9 Aug 2012

Technology, Teamwork, Tenacity - 3 Lessons from the Velodrome

Team GB have had their best Olympics in the modern era placing them third in the medals table with 4 days still to go. Perhaps most impressive of all has been their dominance in the Velodrome with a clutch of both team and individual performances that have brushed aside all competition.  You had to feel sorry for Vicky Pendleton not finishing on the highest point of her career but Sir Chris Hoy’s reaction on the podium would’ve brought a tear to a glass eye.

Even before the Olympics started, Team Sky, and Bradley Wiggins in particular, performance in the Tour de France (arguably the most gruelling sporting competition on the planet) was showing how sustained investment in the sport was paying dividends.  But what, if anything, can we learn from their dominant performance over the last few weeks?
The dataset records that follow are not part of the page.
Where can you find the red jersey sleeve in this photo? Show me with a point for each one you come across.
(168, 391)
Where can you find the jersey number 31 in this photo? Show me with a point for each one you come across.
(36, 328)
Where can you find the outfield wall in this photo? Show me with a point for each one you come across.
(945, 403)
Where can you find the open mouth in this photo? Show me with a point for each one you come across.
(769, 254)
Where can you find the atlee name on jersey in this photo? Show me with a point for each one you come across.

Don’t let your tech let you down. Work closely with your tech vendors to make sure you have the perfect fit - in Team GB’s case this means made-to-measure carbon fibre frames and wheels which are exactly, not nearly, round. Don’t settle for second best, but don’t think that tech will do any more than get you to the start line.
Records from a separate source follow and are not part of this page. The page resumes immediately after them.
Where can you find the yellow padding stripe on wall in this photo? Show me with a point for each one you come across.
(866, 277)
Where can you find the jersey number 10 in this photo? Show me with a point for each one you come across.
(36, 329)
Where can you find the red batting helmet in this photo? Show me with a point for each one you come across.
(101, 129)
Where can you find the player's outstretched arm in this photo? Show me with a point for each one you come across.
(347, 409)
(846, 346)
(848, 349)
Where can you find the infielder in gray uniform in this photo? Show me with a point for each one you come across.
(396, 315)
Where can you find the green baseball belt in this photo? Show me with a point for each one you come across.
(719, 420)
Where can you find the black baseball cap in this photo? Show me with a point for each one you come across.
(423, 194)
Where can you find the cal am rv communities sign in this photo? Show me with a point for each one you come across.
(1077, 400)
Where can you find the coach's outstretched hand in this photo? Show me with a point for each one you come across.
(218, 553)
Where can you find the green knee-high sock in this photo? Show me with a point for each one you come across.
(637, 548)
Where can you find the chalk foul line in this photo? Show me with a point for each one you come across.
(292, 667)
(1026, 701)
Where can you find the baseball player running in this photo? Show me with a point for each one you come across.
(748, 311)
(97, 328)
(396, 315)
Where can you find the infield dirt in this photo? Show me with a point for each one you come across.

Far more impressive than any of the envy-inducing bike porn on display has been the sense that everybody in the team was working for everyone else. Sir Chris Hoy And Vicky Pendleton inspiring Laura Trott to double Gold at the same time as they were feeding of the enthusiasm and support of their younger admirers. This was true in the Tour as well – probably my favourite sporting moment (outside the Olympics) this year was Bradley Wiggins leading out Mark Cavendish on the sprints. This camaraderie has been evident elsewhere in TeamGB. The Brownlee brothers triumph in the Triathlon was made possible by the selfless support of domestique Stuart Hayes.


Two contrasting episodes made this point clearly for me. First, it seemed as if all the fight went out of Vicky Pendleton as she was relegated after the first race of her final Olympic event. After that, Australian victory seemed all but guaranteed (and, boy did they need the medal). But, to finish on a more positive note, Sir Chris Hoy holding off the last banked turn against a strong German challenge to scrape over the line just ahead enough to become the greatest British Olympian of all time.